Feb 2, 2022 2:15:07 AM (6 months ago)

Author:

youenn@apple.com

Message:

ServiceWorkerNavigationPreloader should only be used once
​https://bugs.webkit.org/show_bug.cgi?id=235882
<rdar://88226432>

Reviewed by Chris Dumez.

Source/WebKit:

In case service worker preload is being used and related service worker context crashes (or service worker context sends bad messages),
We can end up in a bad state where we will ask the preload twice for the same response (once for good, and the next one as we go to didNotHandle case).
To prevent this, we add checks in loadResponseFromPreloader and loadBodyFromPreloader.
As part of this investigation, I found out that ServiceWorkerNavigationPreloader is not correctly handling the case of preload responses coming from cache.
In particular, no body will be given since we return early in waitForBody in case the preload network load is null.
Prevent this by making sure waitForBody calls the response completion handler if available, even if the preload network load is null.
And update the response body callback before executing the response completion handler to make sure data received synchronously from the preload is given to the service worker fetch task.

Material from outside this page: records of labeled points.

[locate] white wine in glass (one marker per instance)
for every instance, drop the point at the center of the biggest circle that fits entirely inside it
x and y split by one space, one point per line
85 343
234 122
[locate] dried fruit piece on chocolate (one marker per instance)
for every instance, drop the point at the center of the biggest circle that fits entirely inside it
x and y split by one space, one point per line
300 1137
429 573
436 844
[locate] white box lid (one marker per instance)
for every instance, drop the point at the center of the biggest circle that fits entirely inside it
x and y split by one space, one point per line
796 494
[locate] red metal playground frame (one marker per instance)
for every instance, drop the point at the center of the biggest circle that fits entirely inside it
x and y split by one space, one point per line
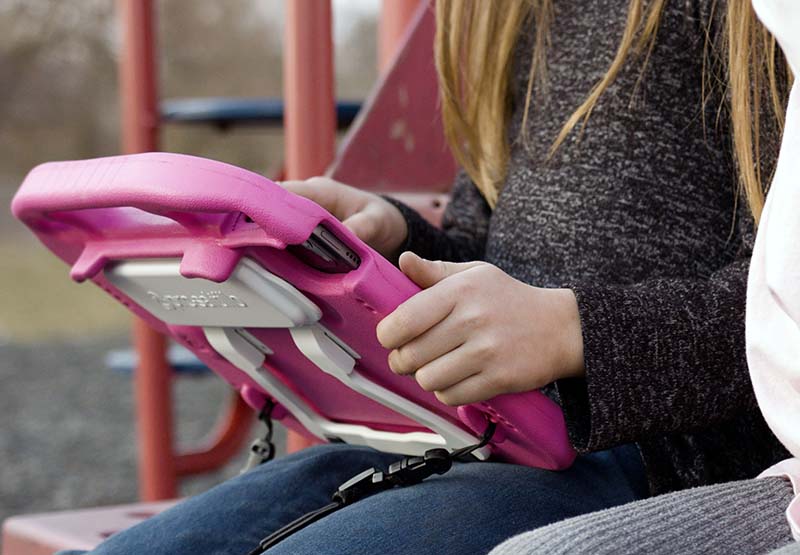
309 127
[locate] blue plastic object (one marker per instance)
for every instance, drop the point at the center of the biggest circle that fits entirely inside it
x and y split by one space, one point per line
226 112
181 359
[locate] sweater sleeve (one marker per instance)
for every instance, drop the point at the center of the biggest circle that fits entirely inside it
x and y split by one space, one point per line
661 356
465 225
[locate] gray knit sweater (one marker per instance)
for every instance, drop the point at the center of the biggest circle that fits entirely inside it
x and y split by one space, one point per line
640 219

Test: http/wpt/service-workers/fetch-service-worker-preload-cache.https.html

• NetworkProcess/ServiceWorker/ServiceWorkerFetchTask.cpp:
• NetworkProcess/ServiceWorker/ServiceWorkerNavigationPreloader.cpp:

LayoutTests:

• http/wpt/service-workers/fetch-service-worker-preload-cache.https-expected.txt: Added.
• http/wpt/service-workers/fetch-service-worker-preload-cache.https.html: Added.
• http/wpt/service-workers/resources/fetch-service-worker-preload-script.py:

Location:

trunk

Files:

• LayoutTests/ChangeLog (modified) (1 diff)
• LayoutTests/http/wpt/service-workers/fetch-service-worker-preload-cache.https-expected.txt (added)
• LayoutTests/http/wpt/service-workers/fetch-service-worker-preload-cache.https.html (added)
• LayoutTests/http/wpt/service-workers/resources/fetch-service-worker-preload-script.py (modified) (1 diff)
• Source/WebKit/ChangeLog (modified) (1 diff)
• Source/WebKit/NetworkProcess/ServiceWorker/ServiceWorkerFetchTask.cpp (modified) (2 diffs)
• Source/WebKit/NetworkProcess/ServiceWorker/ServiceWorkerNavigationPreloader.cpp (modified) (2 diffs)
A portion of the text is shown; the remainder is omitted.